12. In the next two verses St. Jude ranges through nature, through earth, sea, and sky, for images of reprobation for the sensualistic heretics. Rocks, clouds, trees, waves, and stars are collected in expressive disorder of succession, to image their disorderly existence.

Spots Rather, rocks; that is, concealed peaks or breakers on which ships are liable to wreck. The calm, sweet sea, under whose surface these treacherous wreckers were lurking, were the feasts of charity, the agapae or love-feasts of the primitive Church. These were banquets after the Lord’s supper, intended to promote social fraternity in the Church, and to provide a charitable meal for the indigent, who were invited to partake. Wesley’s institution of love-feast was a revival of only the first of these purposes. Strange to say, these social and charitable meals could be kept pure neither from gluttony nor licentiousness, and for that reason were abandoned by the Church and prohibited by her authorities. We hope it is a proof of modern improved morality that no such facts, at our Sabbath-school excursions, picnics, and other Christian socialities, have given pain to the Church.

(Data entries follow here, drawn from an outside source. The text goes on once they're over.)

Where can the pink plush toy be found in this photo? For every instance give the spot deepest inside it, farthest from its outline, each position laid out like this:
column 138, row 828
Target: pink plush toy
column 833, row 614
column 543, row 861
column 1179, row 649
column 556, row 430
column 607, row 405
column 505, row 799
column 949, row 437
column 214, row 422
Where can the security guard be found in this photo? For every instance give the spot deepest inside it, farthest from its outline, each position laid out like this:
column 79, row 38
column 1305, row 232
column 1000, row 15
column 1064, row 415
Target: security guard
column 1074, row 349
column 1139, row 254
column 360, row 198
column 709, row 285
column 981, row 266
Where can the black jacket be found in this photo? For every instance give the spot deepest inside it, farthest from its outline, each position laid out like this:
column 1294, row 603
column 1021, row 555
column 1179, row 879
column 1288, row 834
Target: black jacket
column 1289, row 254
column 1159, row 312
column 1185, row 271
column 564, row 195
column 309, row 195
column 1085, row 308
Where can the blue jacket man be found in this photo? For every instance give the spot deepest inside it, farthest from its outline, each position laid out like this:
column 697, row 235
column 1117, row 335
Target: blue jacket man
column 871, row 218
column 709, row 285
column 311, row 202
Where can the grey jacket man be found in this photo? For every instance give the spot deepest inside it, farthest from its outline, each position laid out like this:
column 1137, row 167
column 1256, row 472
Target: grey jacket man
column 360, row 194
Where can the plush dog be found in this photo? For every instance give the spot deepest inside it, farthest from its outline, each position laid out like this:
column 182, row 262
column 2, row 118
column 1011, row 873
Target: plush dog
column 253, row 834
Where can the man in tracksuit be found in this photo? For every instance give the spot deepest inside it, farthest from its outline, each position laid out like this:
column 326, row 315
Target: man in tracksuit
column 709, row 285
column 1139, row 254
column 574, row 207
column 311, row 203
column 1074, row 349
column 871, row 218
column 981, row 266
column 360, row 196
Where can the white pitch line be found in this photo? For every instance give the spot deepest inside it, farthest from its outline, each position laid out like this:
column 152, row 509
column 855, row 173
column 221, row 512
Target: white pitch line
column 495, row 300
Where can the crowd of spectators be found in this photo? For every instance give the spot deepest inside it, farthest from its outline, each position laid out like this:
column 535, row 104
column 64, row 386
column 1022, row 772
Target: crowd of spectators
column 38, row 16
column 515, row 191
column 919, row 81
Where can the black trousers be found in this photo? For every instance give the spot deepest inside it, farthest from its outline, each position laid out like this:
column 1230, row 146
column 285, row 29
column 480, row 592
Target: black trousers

Feast… fear Perhaps a better rendering would be: Carousing with you without fear, providing for themselves. Even at a sacred feast they had no fear to indulge in excess and license. And by their seductions they were as rocks under surface, dangerous to the unsuspecting mariners.

Clouds Which in a dry region are a sweet promise of a falling shower; and these for awhile seemed rich with refreshing spirituality and benefaction to the Church. But, alas! they were waterless, with no reviving or fertilizing store in their bosom, and soon they are seen to be the image of fickleness and worthlessness, being the sport of the varying winds.

Trees Once fruitful, but now autumnal and stripped of fruit. The phrase, whose fruit withereth, simply signifies autumnal, and so bare of fruit and leaves.

Twice dead De Wette understands doubly-dead to be simply intensive, utterly dead. Alford and others, dead, first, in autumnal fruitlessness, their annual fruit-bearing energy being expended; and, secondly, dead by the subsequent extinction of all vitality. This describes, we may admit, doubly dead trees, but shows not the correspondent double death in the men typified by the trees. On the other hand, Stier and Wordsworth find the twice dead solely in the men, namely, in their original death by unregeneracy, and a second death after conversion by apostasy. This must find its correspondence in the trees in their original fruitlessness previous to the bearing, and a cessation of bearing by the cessation of life. We doubt whether a return to De Wette’s interpretation is not best.

Plucked up by the roots A single word, uprooted; or, as the Greek, more expressively, out-rooted. By the Greek aorist all these verbs contemplate the operations from the standpoint of time after their completion. See note, Romans 8:5; Romans 5:13. It is as if at the consummation of the whole ruin our apostle’s pen describes things as past.

Plucked up Rent from the Church, and, their probation being closed, virtually or really, wrenched from life; no longer cumberers of the ground. Their future and final fate predicted as a past fact.